Finance & Investing

Class Takeaways — Angel and Venture Capital Financing for Entrepreneurs and Investors

Five lessons in five minutes: Professor Ilya Strebulaev demonstrates how success in startup investing is not just due to luck, but to skills, sweat, perseverance.

October 04, 2022

| by Kelsey Doyle

Venture capitalists are accustomed to hard, and often, unglamorous work. For founders to successfully work with VCs, they must put themselves in the shoes of a VC, know the questions they may ask, and identify their own weak spots.

These are just a few of the guiding principles Stanford GSB finance professor Ilya Strebulaev teaches in his class, Angel and Venture Capital Financing for Entrepreneurs and Investors.

Full Transcript

Ilya Strebulaev: Hello. My name is Ilya Strebulaev and I’m a professor at the Graduate School of Business Stanford University, specializing in venture capital and private equity. One of the classes I co-teach is Angel and Venture Capital Financing for Entrepreneurs and Investors. Today are five takeaways from this class.

1. Due diligence by VCs is hard work

Success in startup investing is not just due to luck, as many believe, but also skills, sweat, perseverance. VCs may spend over 100 hours on due diligence or just one startup, making a dozen reference calls to check on the idea, founders, product, market. They debate startup’s opportunities and risks with their partners. The skills of how to conduct due diligence are critical, as is the appreciation that it is hard and often unglamorous work.

2. Founders should know more than VCs about their startup

As investors conduct such extensive due diligence, founders need to get fully prepared for it. As I summarize it to my students to be founders, ask yourself all the questions if you are an investor. Then, your aim is to have a great answer to all these questions. Depth is absolutely critical. Also, identify your weak spots. Investors avoid shallow [00:01:30] founders who don’t know the ins and outs of their startup. As my former student, who now is a successful investor told me, if I come away from meeting the founder without learning anything new, it’s a bad sign. Founders should remember, success is all about execution. Most investors would rather invest in A plus teams pursuing B plus ideas rather than B plus teams pursuing A plus ideas.

3. Be sure to know the economics of contracts in the VC space

The third takeaway is that you need to know the ins and outs of contracts in the VC space. These contracts determine how any proceeds from startup’s outcome are determined. That is who is paid what, when, how, and how the decisions in startup’s life are made. We actually spent most of our course discussing all these contracts in great detail. Financial securities and startups are very unusual if you compare them to traditional debt and equity securities. They need to take into account that many startups fail, that startups raise many rounds of funding from many investors, and that investors need patience. The takeaway is to understand this contract and contractual terms really, really well.

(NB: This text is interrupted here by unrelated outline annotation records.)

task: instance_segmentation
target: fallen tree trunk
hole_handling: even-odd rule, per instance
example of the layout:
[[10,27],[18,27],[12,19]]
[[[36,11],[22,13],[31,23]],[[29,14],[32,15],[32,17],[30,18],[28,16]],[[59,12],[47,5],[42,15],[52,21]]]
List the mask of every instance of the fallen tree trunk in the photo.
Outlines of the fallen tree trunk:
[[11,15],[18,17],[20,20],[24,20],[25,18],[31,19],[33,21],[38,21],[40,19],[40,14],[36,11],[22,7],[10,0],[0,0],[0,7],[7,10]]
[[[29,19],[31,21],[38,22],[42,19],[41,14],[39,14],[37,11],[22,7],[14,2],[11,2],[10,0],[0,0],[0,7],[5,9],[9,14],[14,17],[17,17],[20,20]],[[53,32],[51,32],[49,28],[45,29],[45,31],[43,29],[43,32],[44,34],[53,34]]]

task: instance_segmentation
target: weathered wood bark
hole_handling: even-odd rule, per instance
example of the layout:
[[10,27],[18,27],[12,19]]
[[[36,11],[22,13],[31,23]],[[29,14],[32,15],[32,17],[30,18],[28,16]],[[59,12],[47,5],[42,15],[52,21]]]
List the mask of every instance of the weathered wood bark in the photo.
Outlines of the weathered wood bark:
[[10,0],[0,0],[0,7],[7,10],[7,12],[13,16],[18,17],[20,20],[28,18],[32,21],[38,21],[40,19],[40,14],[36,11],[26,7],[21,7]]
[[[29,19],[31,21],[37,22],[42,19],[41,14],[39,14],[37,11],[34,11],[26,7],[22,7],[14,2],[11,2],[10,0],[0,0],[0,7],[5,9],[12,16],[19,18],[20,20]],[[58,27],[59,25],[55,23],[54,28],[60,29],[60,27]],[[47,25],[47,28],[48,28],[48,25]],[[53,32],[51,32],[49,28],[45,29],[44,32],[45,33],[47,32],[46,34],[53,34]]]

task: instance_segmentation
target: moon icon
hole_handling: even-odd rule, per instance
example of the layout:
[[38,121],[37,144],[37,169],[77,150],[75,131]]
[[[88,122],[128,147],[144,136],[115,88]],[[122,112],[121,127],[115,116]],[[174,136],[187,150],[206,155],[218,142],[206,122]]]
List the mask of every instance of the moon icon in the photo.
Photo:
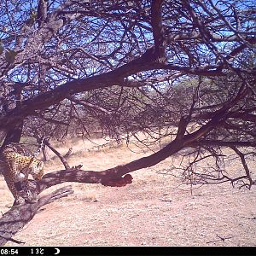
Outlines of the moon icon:
[[55,254],[59,254],[61,253],[61,250],[59,248],[55,248],[56,250],[56,253]]

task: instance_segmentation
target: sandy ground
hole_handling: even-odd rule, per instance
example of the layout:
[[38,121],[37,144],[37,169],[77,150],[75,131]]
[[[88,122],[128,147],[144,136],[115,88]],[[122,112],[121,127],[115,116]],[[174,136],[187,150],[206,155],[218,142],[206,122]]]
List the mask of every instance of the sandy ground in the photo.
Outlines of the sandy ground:
[[[67,152],[69,146],[59,150]],[[84,153],[85,148],[76,143],[71,166],[81,163],[84,170],[101,171],[143,155],[125,147]],[[256,188],[208,185],[195,187],[191,195],[189,186],[177,188],[179,180],[159,173],[171,160],[132,172],[133,183],[125,187],[50,188],[43,195],[67,184],[74,194],[44,207],[13,238],[24,246],[256,246]],[[62,168],[54,159],[45,172]],[[2,176],[0,194],[3,213],[13,198]]]

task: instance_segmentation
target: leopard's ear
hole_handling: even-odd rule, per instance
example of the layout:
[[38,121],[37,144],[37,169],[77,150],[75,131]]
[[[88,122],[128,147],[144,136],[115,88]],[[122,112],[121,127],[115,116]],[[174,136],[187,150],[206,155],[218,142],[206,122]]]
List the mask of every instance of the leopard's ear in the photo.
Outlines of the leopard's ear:
[[44,162],[40,161],[38,164],[38,168],[39,169],[43,169],[44,168]]

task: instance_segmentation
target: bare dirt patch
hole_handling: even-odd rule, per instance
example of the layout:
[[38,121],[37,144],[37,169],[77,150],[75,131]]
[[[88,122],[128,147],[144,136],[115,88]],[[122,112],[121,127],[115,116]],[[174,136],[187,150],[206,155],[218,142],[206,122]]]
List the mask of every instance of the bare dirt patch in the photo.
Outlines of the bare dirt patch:
[[[70,164],[100,171],[139,156],[120,147],[76,154]],[[73,195],[44,207],[14,238],[24,246],[256,246],[255,189],[224,183],[191,195],[189,186],[158,173],[170,162],[132,172],[133,183],[122,188],[70,183]],[[46,164],[46,172],[61,168],[57,160]],[[13,201],[5,186],[0,177],[2,212]]]

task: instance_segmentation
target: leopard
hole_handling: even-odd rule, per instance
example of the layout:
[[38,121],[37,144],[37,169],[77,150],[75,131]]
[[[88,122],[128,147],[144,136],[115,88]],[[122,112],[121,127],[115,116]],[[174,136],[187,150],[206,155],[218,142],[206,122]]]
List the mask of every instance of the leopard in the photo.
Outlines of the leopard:
[[[43,148],[43,141],[40,148]],[[44,162],[36,158],[41,148],[32,154],[20,143],[9,143],[3,147],[0,155],[2,172],[7,186],[12,193],[14,206],[22,203],[35,203],[38,197],[30,189],[28,177],[31,174],[35,181],[42,179]]]

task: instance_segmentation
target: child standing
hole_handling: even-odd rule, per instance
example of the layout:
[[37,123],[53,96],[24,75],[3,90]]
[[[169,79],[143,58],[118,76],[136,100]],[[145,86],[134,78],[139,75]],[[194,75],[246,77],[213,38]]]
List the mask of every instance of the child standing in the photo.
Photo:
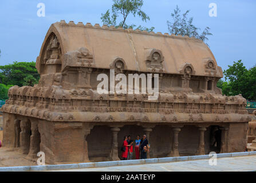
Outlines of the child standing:
[[136,160],[139,160],[140,158],[140,135],[137,135],[137,139],[135,140],[135,156]]
[[130,141],[130,146],[129,147],[129,153],[127,160],[132,160],[133,154],[133,141],[132,140]]

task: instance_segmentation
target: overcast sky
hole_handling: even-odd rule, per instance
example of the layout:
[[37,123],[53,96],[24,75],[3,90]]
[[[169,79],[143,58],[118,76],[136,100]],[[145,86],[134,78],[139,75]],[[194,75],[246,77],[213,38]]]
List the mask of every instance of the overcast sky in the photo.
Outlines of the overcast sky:
[[[128,23],[153,26],[154,31],[168,33],[167,20],[176,5],[182,12],[190,10],[194,24],[208,26],[213,35],[207,42],[223,70],[242,59],[247,68],[256,64],[256,1],[144,0],[142,9],[150,21],[129,15]],[[45,5],[45,17],[38,17],[38,3]],[[211,17],[209,4],[217,5],[217,17]],[[36,61],[50,25],[61,19],[102,25],[101,14],[111,9],[112,0],[1,0],[0,65]]]

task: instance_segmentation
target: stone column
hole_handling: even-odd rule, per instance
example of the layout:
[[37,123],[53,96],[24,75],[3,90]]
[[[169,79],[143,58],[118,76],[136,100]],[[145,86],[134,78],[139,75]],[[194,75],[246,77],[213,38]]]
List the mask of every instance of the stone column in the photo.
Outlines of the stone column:
[[181,131],[180,128],[172,128],[172,146],[171,152],[171,156],[179,156],[179,133]]
[[37,153],[40,151],[40,134],[38,132],[37,122],[31,122],[31,132],[30,146],[28,156],[34,158],[37,157]]
[[[144,132],[145,135],[147,136],[146,138],[148,140],[148,143],[150,145],[150,132],[151,132],[152,131],[152,128],[145,128],[143,129],[143,131]],[[150,158],[150,148],[149,148],[149,152],[147,153],[147,158],[148,159]]]
[[204,132],[206,131],[206,128],[199,127],[199,142],[196,155],[205,154],[204,151]]
[[120,129],[119,128],[112,128],[111,130],[112,132],[112,146],[111,152],[110,153],[110,160],[119,161],[120,159],[118,157],[118,142],[117,134]]
[[86,129],[84,131],[84,157],[83,161],[84,162],[90,162],[89,160],[89,154],[88,154],[88,144],[86,141],[87,136],[90,133],[90,129]]
[[222,127],[219,128],[221,130],[221,146],[220,153],[227,152],[227,132],[229,128]]
[[17,119],[14,120],[14,148],[19,148],[20,146],[21,126],[19,120]]
[[29,152],[30,134],[27,121],[21,121],[21,132],[20,134],[21,151],[22,154],[27,154]]

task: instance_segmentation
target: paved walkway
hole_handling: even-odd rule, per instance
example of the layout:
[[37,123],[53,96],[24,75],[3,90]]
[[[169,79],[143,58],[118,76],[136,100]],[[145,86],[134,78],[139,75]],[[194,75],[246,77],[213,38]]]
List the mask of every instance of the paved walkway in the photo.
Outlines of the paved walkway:
[[209,160],[185,161],[168,163],[116,166],[105,168],[69,169],[58,171],[106,172],[172,172],[172,171],[256,171],[256,156],[217,159],[216,165],[210,165]]

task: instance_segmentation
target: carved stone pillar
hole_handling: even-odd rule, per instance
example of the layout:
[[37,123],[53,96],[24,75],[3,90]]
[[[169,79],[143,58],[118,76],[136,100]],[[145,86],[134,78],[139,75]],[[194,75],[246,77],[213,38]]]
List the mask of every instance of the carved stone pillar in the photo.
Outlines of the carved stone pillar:
[[27,154],[29,152],[30,145],[30,126],[27,121],[21,121],[21,132],[20,133],[21,151],[22,154]]
[[90,162],[88,155],[88,144],[86,141],[86,137],[90,134],[90,129],[86,129],[86,130],[84,131],[84,156],[83,156],[84,162]]
[[111,152],[110,153],[110,160],[111,161],[119,161],[120,159],[118,157],[118,142],[117,142],[117,134],[120,129],[114,127],[111,129],[112,132],[112,146],[111,148]]
[[40,151],[40,134],[38,132],[37,122],[31,124],[31,135],[30,136],[30,146],[28,156],[37,157],[37,153]]
[[14,148],[19,148],[20,146],[20,133],[21,126],[19,120],[14,120]]
[[176,157],[179,155],[179,133],[181,131],[180,128],[172,128],[172,146],[171,152],[171,156]]
[[[144,132],[145,135],[147,136],[147,139],[148,140],[148,143],[150,144],[150,132],[152,131],[152,128],[145,128],[143,129],[143,131]],[[147,153],[147,158],[148,159],[150,158],[150,148],[149,148],[149,153]]]
[[220,153],[227,153],[227,133],[229,132],[229,128],[222,127],[219,129],[221,130],[221,146]]
[[199,127],[199,142],[196,155],[205,154],[204,151],[204,132],[206,131],[206,128]]

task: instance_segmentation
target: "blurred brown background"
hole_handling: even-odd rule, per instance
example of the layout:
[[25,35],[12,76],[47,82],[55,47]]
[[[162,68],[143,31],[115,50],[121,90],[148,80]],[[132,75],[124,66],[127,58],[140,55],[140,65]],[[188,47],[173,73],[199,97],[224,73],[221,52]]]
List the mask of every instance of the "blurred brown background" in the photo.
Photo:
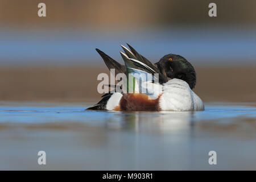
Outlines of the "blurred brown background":
[[[40,2],[46,18],[37,15]],[[216,18],[208,16],[210,2]],[[205,101],[255,102],[255,7],[238,0],[1,0],[0,101],[97,101],[97,76],[109,71],[94,48],[119,61],[127,42],[155,62],[170,51],[184,56]]]

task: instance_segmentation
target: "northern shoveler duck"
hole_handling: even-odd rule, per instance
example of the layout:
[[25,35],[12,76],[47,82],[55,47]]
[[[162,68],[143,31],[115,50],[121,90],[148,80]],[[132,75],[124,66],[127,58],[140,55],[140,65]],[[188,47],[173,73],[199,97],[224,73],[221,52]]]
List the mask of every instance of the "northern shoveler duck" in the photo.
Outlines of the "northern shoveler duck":
[[[158,82],[151,81],[150,83],[147,82],[147,84],[151,84],[152,89],[147,90],[147,93],[106,93],[102,96],[100,102],[87,108],[87,110],[204,110],[202,100],[192,90],[196,85],[196,72],[193,67],[185,58],[170,53],[165,55],[158,62],[153,64],[131,46],[128,44],[127,45],[130,50],[121,46],[124,52],[120,52],[125,65],[120,64],[98,49],[96,49],[96,51],[109,69],[115,69],[115,75],[119,73],[126,74],[127,72],[130,73],[131,71],[131,72],[141,71],[150,74],[158,73]],[[151,97],[149,98],[148,97]]]

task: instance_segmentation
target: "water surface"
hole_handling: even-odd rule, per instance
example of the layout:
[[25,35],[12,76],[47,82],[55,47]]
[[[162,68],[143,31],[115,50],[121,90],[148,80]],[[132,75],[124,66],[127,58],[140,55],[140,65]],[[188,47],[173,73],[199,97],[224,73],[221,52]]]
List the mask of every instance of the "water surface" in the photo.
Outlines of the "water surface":
[[[254,103],[194,112],[89,105],[0,102],[0,169],[256,169]],[[37,163],[40,150],[46,166]],[[212,150],[217,165],[208,163]]]

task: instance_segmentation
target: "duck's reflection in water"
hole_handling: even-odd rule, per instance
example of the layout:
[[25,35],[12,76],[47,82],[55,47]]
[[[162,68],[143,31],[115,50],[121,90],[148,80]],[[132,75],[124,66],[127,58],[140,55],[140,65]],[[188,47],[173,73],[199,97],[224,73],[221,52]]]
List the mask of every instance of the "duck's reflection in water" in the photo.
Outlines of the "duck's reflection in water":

4. Understanding a startup’s corporate governance is critical

Another takeaway is the utmost importance of corporate governance. That is, how decisions are made in startups. For example, lead early stage VCs typically become board members, get shareholder voting rights. Often, they get special veto rights to prevent the startup taking certain actions without their approval. These rights help protect investors, who often are minority shareholders in the startup and are afraid they could be expropriated by others, such as the founders. Founders may also be concerned that VCs may kick them out once they control the startup’s board. Understanding corporate governance, its implications and negotiations around it is really a critical skill in the world of startups.

5. Startup valuation is very different from traditional valuation

A surprising result is that valuation serves many purposes apart from just finding out what the security or company fair value is, especially for early stage startups. Valuing startups is often about how to divide the future pie. The world of startups even uses its own jargon. Instead of valuation used elsewhere, the post-money valuation or the pre-money valuation is used for startups. In class, we discuss at length these and other valuation terms. Remember one thing, that the post-money valuation is not the same as the fair or the market value. In fact, my research shows that post-money valuation is typically higher than the fair value, a result with far reaching practical implications.

If you take all these five takeaways to heart and utilize them either as a founder or as an investor, then you are much more likely to succeed in the world of angel venture capital investment in the world of startups. Good luck.

 

If anybody would’ve told me, even 20 years ago, that I would ever teach venture capital, I would laugh. But now that I teach venture capital and private equity, I think that is really the most amazing thing to do, to meet founders, investors who are really passionate about what they do and trying to help them, both at Stanford and outside, is truly amazing.